Photo from: Southern Leyte District Engineering Office
(Planning and Design Section)

A Commentary by
Gloria Markines Reyes

Help! This is the cry of nature lovers and people who have the foresight to leave a sustainable earth that future generations can be proud of.
The destruction of the coastlines of Maasin City is becoming a reality, as the development planners and government implementers believe that this is the way to “progress.”
The P1.5 billion Maasin City Coastal Bypass Road involves “the construction of 4.71 kilometerby-pass road to traverse a non-existing alignment with shoulders inside walks traversing the off-shore location of Maasin City.” The road will connect Lib-og village to barangay Mambajao. Data from the Department of Public Works and Highways (DPWH) indicate that the project will require 800,000 square meters or 80 hectares of open reclamation area in the coast of Maasin City. As illustrated in the front page photo there are three parts in the general plan: west by-pass road, connector flyover, and east by-pass road. The reclamation area is between the off-shore coastal road and the coastline with reefs, mangroves and the Espina Boulevard white beach, which would be covered with filling materials.
The Maasin City reef plays an important part of the Coral Triangle. The Coral Triangle includes the waters of Indonesia, the Philippines, Malaysia, Papua New Guinea, Timor Leste and Solomon Islands. It is important to note that the Philippines contributes significantly in maintaining marine biodiversity balance on earth, while the reefs provide economic benefits to the people.
“Maasin City is fortunate to have the hunasan Reef, to take part in contributing to the marine biodiversity balance.
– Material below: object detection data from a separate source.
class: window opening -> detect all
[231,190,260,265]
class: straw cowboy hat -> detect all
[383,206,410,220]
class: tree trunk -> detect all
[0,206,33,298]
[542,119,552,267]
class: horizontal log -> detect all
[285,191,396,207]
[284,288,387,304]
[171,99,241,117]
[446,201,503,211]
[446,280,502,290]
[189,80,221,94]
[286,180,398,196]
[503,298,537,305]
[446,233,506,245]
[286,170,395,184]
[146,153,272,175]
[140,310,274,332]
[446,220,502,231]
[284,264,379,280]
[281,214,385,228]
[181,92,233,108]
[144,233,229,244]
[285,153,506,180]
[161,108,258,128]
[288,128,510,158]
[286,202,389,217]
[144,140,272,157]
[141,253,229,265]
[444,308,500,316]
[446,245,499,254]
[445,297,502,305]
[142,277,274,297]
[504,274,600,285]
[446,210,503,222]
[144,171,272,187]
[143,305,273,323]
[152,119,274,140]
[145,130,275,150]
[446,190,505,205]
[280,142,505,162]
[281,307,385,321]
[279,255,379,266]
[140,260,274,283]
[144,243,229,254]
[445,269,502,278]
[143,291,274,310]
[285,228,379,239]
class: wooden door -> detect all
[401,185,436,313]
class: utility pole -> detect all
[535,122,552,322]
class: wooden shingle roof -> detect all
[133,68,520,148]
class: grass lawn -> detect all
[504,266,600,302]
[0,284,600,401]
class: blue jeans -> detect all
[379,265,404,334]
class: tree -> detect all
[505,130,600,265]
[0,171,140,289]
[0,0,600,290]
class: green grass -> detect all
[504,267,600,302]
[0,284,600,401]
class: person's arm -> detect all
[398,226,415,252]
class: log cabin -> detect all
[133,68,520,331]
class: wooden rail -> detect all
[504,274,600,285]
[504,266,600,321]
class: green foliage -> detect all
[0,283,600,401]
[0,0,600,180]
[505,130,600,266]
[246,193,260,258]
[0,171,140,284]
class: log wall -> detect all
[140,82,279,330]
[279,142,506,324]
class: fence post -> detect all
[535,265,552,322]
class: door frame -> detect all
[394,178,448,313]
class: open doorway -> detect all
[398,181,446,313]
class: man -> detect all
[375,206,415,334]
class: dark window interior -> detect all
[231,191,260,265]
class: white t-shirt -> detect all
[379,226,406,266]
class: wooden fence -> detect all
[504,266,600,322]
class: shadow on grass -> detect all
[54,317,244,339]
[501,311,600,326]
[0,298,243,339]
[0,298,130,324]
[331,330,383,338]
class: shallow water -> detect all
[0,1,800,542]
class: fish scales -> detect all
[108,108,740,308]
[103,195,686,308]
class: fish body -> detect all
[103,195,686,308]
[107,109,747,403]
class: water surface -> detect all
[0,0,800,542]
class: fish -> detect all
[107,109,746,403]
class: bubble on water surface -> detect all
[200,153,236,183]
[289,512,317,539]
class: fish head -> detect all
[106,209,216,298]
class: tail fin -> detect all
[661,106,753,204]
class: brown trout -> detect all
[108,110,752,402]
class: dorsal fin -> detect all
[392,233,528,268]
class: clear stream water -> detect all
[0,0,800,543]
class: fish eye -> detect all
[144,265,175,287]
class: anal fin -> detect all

Also in the Maasin City proper coastline is a beach frequented by people from all walks of life and of varying ages. Southern Leyte Times once dubbed it as the “happiest small beach in the world,” where people appreciate the simple joys of nature. Local people and foreigners are awed and amazed at the hunasan, especially with the view of people extracting some seafood produce like edible shells, seaweeds, crustaceans, sea urchins “suwaki” and other delicious finds. Our people treasure this reef. It’s part of Maasin’s culture that should not be obliterated. This hunasan Reef is a work of nature, and part of our precious culture nurtured through generations, that cannot be paralleled by development.” (SLT Issue999)
Furthermore, the coastline of Maasin City craddles the vast coral reefs, mangroves, seaweeds and seagrass which form part of the world renowned Danajon Bank. The city with its 25-kilome¬ter shoreline is part of the Danajon Bank, which is a valuable portion of the Philippine Coral Reef Area, considered as the second largest in South East Asia.
The Maasin City Reef is a biotic reef of the fringing reef type defined by coral.org/wikipedia as a ridge or shoal of rock, coral or similar relatively stable material, lying beneath the surface of a natural body of water. These reefs protect coastal areas by reducing the power of waves hitting the coast – from storms and erosion – provide income for local communities, and offer opportunities for recreation. They are also a source of food and new medicines.
Among the threats are physical damage or destruction from coastal development, dredging, quarrying, destructive fishing practices and gear, boat anchors and groundings, and recreational misuse.(epa.gov)
There must be a creative way to balance progress and preserving the environment. If our government is spending a lot of the people’s money for development, it can at the same time ensure earth’s conservation by not destroying it.